Mission:
The Center for the Arts is established to provide arts-related organizations with an environment to maximize their programming potential to stimulate the community's cultural growth. It provides the community with a venue to foster an understanding of and appreciation for the arts, enhance artistic expression and communication, and to enrich community interaction.
The Springfield Center for the Arts is itself a product of the human drive to create. The organization grew from the collective desires of arts organizations and arts patrons to build a new facility that would meet the physical needs of the organizations and serve as a cultural hub for the City of Springfield. What began as a dream is becoming a reality as musical, theatrical and dance performance groups, visual artists, writers, and photographers all have a place to call home.
History
In the early 1980s, Kay Feurer, then Executive Director of the Springfield Area Arts Council, imagined a cultural center at the Springfield Masonic Temple. But, at the time, this vision was seemingly unattainable. In 1999 Mayor Karen Hasara formed a group to envision the direction of the city in the next 20 years. With direct input from many citizens, the Springfield 2020 committee placed a home for the arts in downtown Springfield at the top of the list, further strengthening the concepts already in place.

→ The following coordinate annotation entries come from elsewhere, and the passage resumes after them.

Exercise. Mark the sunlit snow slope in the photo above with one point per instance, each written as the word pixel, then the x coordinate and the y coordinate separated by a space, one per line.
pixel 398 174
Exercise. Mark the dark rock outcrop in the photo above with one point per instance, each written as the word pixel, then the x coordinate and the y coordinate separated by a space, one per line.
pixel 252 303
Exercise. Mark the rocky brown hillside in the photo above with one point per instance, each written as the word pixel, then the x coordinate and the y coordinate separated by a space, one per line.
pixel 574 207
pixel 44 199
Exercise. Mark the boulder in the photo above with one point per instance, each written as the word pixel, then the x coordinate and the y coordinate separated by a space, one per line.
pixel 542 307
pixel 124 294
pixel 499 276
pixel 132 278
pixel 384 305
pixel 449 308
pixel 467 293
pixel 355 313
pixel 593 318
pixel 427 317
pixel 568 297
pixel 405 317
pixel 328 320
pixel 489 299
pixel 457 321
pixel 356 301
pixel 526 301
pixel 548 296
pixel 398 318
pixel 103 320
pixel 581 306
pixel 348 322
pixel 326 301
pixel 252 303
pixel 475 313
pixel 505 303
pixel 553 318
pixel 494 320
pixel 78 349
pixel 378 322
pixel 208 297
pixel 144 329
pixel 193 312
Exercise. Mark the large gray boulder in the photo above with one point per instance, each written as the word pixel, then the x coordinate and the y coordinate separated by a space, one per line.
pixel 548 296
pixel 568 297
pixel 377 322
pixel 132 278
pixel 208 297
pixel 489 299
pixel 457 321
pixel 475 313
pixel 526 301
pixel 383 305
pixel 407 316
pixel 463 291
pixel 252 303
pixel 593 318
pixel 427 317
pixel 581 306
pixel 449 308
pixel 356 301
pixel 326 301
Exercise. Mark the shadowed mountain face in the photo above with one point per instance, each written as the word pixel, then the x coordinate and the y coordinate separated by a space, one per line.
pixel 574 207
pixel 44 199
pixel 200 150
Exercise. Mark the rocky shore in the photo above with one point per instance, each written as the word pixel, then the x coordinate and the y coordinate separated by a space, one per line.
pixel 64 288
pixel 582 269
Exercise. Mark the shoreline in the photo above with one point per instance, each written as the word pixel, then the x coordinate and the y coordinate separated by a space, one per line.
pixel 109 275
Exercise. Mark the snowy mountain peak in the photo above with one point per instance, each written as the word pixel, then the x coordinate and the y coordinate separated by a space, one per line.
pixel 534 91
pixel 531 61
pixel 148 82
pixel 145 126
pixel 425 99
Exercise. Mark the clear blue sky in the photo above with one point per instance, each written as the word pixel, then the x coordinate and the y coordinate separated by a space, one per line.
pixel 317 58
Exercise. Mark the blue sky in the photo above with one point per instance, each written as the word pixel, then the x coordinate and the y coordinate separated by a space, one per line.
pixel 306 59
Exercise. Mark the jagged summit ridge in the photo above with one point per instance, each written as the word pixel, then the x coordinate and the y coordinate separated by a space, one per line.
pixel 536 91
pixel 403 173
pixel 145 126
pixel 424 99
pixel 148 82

Then in 2001, through the generous gift of Carolyn Oxtoby and Stephen Bartholf, the Masonic Temple was purchased, and the not-for-profit organization Springfield Arts Center, Inc. began the quest to transfigure the facility into the Center for the Arts. Additional funding was secured from the Illinois Arts Council for architectural planning and consultation. Recognizing the immense public benefit this project held for the people of Springfield, the State of Illinois awarded a grant of $5.5 million to begin the renovation. Disbursement of state monies came in 2003, and renovation work began almost immediately.